From his research came the successful book "Anticancer: A New Way of Life," published in 2007, that sold 1 million copies and led to a sea change in how cancer was viewed and treated.

Servan-Schreiber's near two-decade exploration of the science of cancer was a personal and professional journey that took him from the verge of death to good health and back again twice before ending in his death Sunday at a hospital near his family's home in Normandy. He was 50.

Even when told last year that the brain cancer had returned and would almost certainly kill him this time, Servan-Schreiber refused to give in, continuing to promote the idea that, parallel to traditional medicine, healthy eating along with meditation, yoga and "a new way of life" could extend the lives of cancer sufferers.

David Servan-Schreiber was born in the wealthy Paris suburb of Neuilly-sur-Seine on April 21, 1961, the son of a celebrated French family with Prussian Jewish roots. David was the eldest son of Jean-Jacques Servan-Schreiber, a respected journalist, essayist and politician, who died in 2006.

He studied medicine at a children's hospital in Paris, finishing his medical degree at Laval University in Quebec in 1984 before specializing in psychiatry in Montreal and moving to a research post at Carnegie Mellon University in Pittsburgh, where he earned his doctorate.

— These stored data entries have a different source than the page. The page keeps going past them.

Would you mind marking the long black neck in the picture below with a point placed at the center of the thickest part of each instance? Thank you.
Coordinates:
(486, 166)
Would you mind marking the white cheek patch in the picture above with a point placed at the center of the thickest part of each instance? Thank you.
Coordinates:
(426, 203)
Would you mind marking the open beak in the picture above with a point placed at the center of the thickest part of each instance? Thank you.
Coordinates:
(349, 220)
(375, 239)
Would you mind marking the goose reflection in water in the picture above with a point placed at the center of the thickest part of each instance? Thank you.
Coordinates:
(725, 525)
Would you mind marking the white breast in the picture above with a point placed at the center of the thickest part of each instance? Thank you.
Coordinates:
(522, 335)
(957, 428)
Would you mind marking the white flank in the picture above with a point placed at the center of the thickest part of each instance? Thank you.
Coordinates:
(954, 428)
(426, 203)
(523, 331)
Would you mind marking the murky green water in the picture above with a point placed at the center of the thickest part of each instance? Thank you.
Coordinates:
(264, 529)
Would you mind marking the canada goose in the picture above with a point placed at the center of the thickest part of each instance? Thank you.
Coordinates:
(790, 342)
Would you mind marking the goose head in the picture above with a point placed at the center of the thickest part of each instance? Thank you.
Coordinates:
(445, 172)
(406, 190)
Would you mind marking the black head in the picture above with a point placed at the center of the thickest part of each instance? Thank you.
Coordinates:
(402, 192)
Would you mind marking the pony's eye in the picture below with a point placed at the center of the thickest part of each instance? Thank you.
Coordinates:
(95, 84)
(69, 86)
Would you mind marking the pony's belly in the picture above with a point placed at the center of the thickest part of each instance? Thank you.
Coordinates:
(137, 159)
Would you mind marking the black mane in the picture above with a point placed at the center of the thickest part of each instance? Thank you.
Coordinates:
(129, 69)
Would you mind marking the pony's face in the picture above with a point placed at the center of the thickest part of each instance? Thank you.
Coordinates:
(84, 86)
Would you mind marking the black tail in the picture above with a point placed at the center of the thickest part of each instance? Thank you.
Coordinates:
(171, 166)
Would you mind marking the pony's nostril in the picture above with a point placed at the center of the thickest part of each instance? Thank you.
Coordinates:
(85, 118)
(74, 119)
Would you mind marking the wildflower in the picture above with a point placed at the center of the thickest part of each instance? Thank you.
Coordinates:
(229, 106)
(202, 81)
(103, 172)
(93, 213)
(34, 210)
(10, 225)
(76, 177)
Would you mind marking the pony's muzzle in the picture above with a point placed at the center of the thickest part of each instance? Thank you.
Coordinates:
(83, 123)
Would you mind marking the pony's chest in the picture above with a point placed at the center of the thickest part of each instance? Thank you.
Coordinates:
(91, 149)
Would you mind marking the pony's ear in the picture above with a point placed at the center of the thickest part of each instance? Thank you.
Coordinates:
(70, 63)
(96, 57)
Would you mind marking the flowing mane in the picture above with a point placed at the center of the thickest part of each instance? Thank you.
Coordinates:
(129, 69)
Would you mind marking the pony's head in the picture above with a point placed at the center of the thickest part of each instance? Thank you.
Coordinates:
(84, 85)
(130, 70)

In 1991 he went to Iraq as a volunteer medic with the French-based Doctors Without Borders, the nongovernmental organization that won the Nobel Peace Prize in 1999, and later co-founded the U.S. branch of the charity.

The story goes that he discovered he had a brain tumor only when in 1991 a research patient failed to turn up for an MRI scan and Servan-Schreiber took his place.

He underwent treatment but had a relapse a few years later and began to seriously turn his mind and his work to the effects of diet and lifestyle on the incidences of cancer and depression.

His first book, "Healing Without Freud or Prozac," published in 2003, was translated into 29 languages and sold 1.3 million copies. "Anticancer" followed four years later.

Certain critics dismissed Servan-Schreiber as a "new age guru" who proposed quack theories that more vegetables, more exercise and less stress were a cure for cancer. On the contrary, he was quick to admit that traditional methods such as chemotherapy and radiotherapy were the first and most important salvos in the battle against the disease. However, he believed the body harbored a number of natural defenses that could create a terrain in which cancer would find it hard to thrive.

Said Ursula Gauthier, journalist and coauthor of his last book, "We Can Say Goodbye Several Times": "He wasn't a great thinker, a philosopher or a mandarin of science or medicine. He described himself as a scientist and a human. He was a mixture of heart and head, intellect and emotion."

Servan-Schreiber was told his cancer had returned when a brain tumor, which he called the Big One, was diagnosed in May 2010.

At the time he said: "Death is part of life. It happens to everyone. Profit from now, do the important things.

"I am convinced that 'Anticancer' has played an important role in the fact that I survived cancer for 19 years when the first diagnosis gave me only six at the most."

Survivors include his wife, Olga Tereshko, and a son, Alexandre.